Yargıtay, hile yapan satış müdürünün tazminatsız kovulmasına karar verdi
İşçe, işten çıkarıldığı iş yerine dava açtı. İşçi önce haklı bulundu. Karara itiraz eden işveren işçinin kusurlarını ispat etti. İşçi tazminat alamadı.
Yargıtay 9. Hukuk Dairesi, verdiği emsal nitelikteki kararla birlikte, doğruluk ve bağlılıkla bağdaşmayan harekette bulunan işçinin, tazminatsız kovulmasının önünü açmış oldu.
İşçi, haksızca işten çıkarıldığını savundu
İşçi meyve sebze departmanında satış müdürü olarak çalışırken iş sözleşmesinin işverence haksız şekilde feshedildiğini ileri sürerek, mahkemenin yolunu tuttu.
İşçi birçok konuda tazminat istedi
İşçi, kıdem ve ihbar tazminatı ile manevi tazminat, yıllık izin, fazla çalışma, seyahat ve işyeri için kullanılan telefon gideri alacaklarının tahsilini istedi.

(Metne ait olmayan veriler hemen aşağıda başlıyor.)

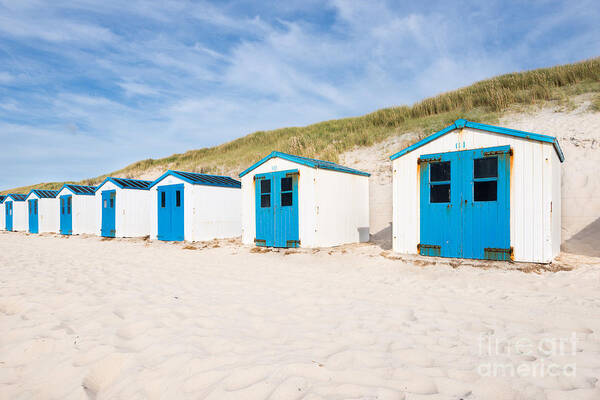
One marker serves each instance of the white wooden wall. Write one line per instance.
(20, 216)
(132, 211)
(535, 174)
(333, 207)
(342, 208)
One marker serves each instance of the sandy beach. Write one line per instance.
(82, 318)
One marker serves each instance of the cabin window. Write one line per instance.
(286, 192)
(439, 179)
(439, 172)
(440, 193)
(485, 191)
(265, 193)
(485, 179)
(485, 167)
(286, 199)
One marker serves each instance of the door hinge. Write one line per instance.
(427, 160)
(498, 152)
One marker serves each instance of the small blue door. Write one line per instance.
(277, 209)
(171, 212)
(465, 204)
(33, 216)
(440, 205)
(66, 214)
(9, 215)
(108, 213)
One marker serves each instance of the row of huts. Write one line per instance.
(468, 191)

İşveren, işçinin ayrılılışına doğruluk ve bağlılıkla çelişen davranışlarını gösterdi
Mahkemede ifade veren işveren ise davacı satış müdürünün iş sözleşmesinin "doğruluk ve bağlılıkla bağdaşmayan hareketleri" kapsayan 4857 sayılı Kanun'un 25/II-g-e fıkraları uyarınca feshedildiğini, bu nedenle ihbar ve kıdem tazminatı taleplerinin yerinde olmadığını öne sürdü.
İşçinin, iş yerini zarara uğrattığı iddiası vardı
Davalı patron, müdürün yaptığı hileli işlemler sonucunda şirketin 1 milyon lira zarara uğradığının tespit edildiğini öne sürdü.
İşci beraat etmişti
Davacının "görevi kötüye kullanmak" suçundan yargılandığı ceza davasından beraat ettiğine dikkat çeken mahkeme, iş sözleşmesinin işverence haklı neden olmadan feshedildiği, buna göre davacının kıdem ve ihbar tazminatına hak kazandığı gibi fazla çalışma, yıllık izin ücreti alacakları da olduğu, diğer taleplerin reddi gerektiği gerekçesi ile davanın kısmen kabulüne hükmetti.
Karar temyiz edildi
İHA'nın haberine göre, kararı davalı şirket sahibi temyiz edince devreye Yargıtay 9. Hukuk Dairesi girdi.
Davacı hakkındaki suçlarla ilgili bilgi vermemişti
Yargıtay 9. Hukuk Dairesi'nin kararında işyerinde yapılan denetimde bir kısım usulsüzlüklerin tespiti üzerine davacıdan bilgi istendiği, davacının ise bilgi vermediği hatırlatıldı.
İşçinin devamsızlığı vardı
Davacının devamsızlık ve güveni kötüye kullanma nedenleriyle 4857 sayılı Kanun'un 25/II-g-e hükümlerine göre iş sözleşmesinin haklı olarak feshedildiği vurgulandı.
İşcinin ürünleri zamanında kaybetmediği tespit edildi
Kararda şu ifadelere yer verildi: "İç denetim sırasındaki beyanlar dikkate alındığında; davacı ile yardımcısının sorumluluğunda alının bir kısım ürünlerin sisteme zamanında kaydedilmediği aynı ürünün kısa aralıklarla farklı fiyatlardan satın alındığı anlaşılmıştır.
İşveren haklı bulundu, işçinin tazminat talebi reddedildi
Davacı ile yardımcısının zamanında kayıtlara girilmemesine bağlı olarak satış fiyatlarının şirket politikasına uygun belirlenmeyip usulsüz işlemlerle işverenin zarara uğradığına yönelik delillere göre, doğruluk ve bağlılığa uymayan davranışlar nedeniyle işverence yapılan feshin haklı olduğunun anlaşılması karşısında, davaya konu kıdem ve ihbar tazminatına yönelik taleplerin reddi yerine kabulü hatalı olup bozmayı gerektirmiştir."